Comme Votre Majesté recevra probablement mon petit paquet aux bonnes fêtes de Noël, et que le dieu de paix va naître avant qu’il soit trois semaines, je me recommande à lui afin qu’il obtienne ma grâce de vous, et que vous me pardonniez toutes les pouilles que j’ai dites à Votre Majesté, et la haine cordiale que j’ai pour votre métier de César. Ce César, comme vous savez, pardonnait à ses ennemis quand il les avait vaincus : et vous aurez pour moi la même clémence, après vous être bien moqué de moi.

Le vieux malade de Ferney, qui s’égaye quelquefois dans les intervalles de ses souffrances, se met à vos pieds avec cinq ou six sortes de vénérations pour vos cinq ou six sortes de grands talents, et pour votre personne qui les réunit.

8993. — À M. PROST DE ROYER[1].
À Ferney, 8 décembre.

Monsieur, on me propose d’avoir l’honneur et le plaisir de vous écrire. C’est en faveur du sieur Porami, régisseur de ma terre de Ferney, et du sieur Perrachon, marchand établi dans ma petite colonie, contre un banqueroutier nommé Cretet, qui s’est sauvé des prisons de Lyon, et contre les créanciers de ce banqueroutier.

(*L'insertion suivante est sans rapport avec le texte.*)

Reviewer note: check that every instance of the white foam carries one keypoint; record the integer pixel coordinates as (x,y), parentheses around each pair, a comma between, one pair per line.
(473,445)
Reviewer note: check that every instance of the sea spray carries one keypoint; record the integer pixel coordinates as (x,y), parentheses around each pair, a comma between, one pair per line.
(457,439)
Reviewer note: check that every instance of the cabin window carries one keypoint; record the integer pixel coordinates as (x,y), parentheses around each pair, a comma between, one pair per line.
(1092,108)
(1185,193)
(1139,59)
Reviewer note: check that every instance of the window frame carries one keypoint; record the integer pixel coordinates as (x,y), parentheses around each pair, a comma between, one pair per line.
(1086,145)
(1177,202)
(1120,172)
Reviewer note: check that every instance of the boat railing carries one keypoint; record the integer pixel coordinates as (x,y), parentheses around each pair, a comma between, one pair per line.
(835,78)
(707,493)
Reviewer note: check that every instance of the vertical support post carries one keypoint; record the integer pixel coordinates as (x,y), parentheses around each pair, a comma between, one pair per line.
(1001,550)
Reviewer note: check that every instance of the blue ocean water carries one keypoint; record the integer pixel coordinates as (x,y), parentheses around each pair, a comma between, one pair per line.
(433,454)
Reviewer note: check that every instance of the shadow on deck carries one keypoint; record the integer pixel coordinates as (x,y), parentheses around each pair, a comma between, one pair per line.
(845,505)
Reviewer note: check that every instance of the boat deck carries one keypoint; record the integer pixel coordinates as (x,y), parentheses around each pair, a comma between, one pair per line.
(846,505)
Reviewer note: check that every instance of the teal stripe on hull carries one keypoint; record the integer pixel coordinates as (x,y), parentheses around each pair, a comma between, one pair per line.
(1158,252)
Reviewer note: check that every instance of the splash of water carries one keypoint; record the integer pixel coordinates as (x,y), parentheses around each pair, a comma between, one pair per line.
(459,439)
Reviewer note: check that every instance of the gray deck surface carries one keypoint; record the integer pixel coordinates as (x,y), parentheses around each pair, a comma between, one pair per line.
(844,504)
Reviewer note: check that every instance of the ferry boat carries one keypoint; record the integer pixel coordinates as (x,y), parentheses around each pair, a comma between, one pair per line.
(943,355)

Perrachon soutient qu’étant à Lyon en 1772, il fit des marchés avec ce Cretet et lui paya ses marchandises, de quoi la preuve est au procès. Perrachon dit qu’il fit adresser les marchandises par lui achetées et payées, sous le nom du sieur Wagnière, mon secrétaire, parce qu’alors ledit Perrachon était à


  1. Éditeurs, de Cayrol et François.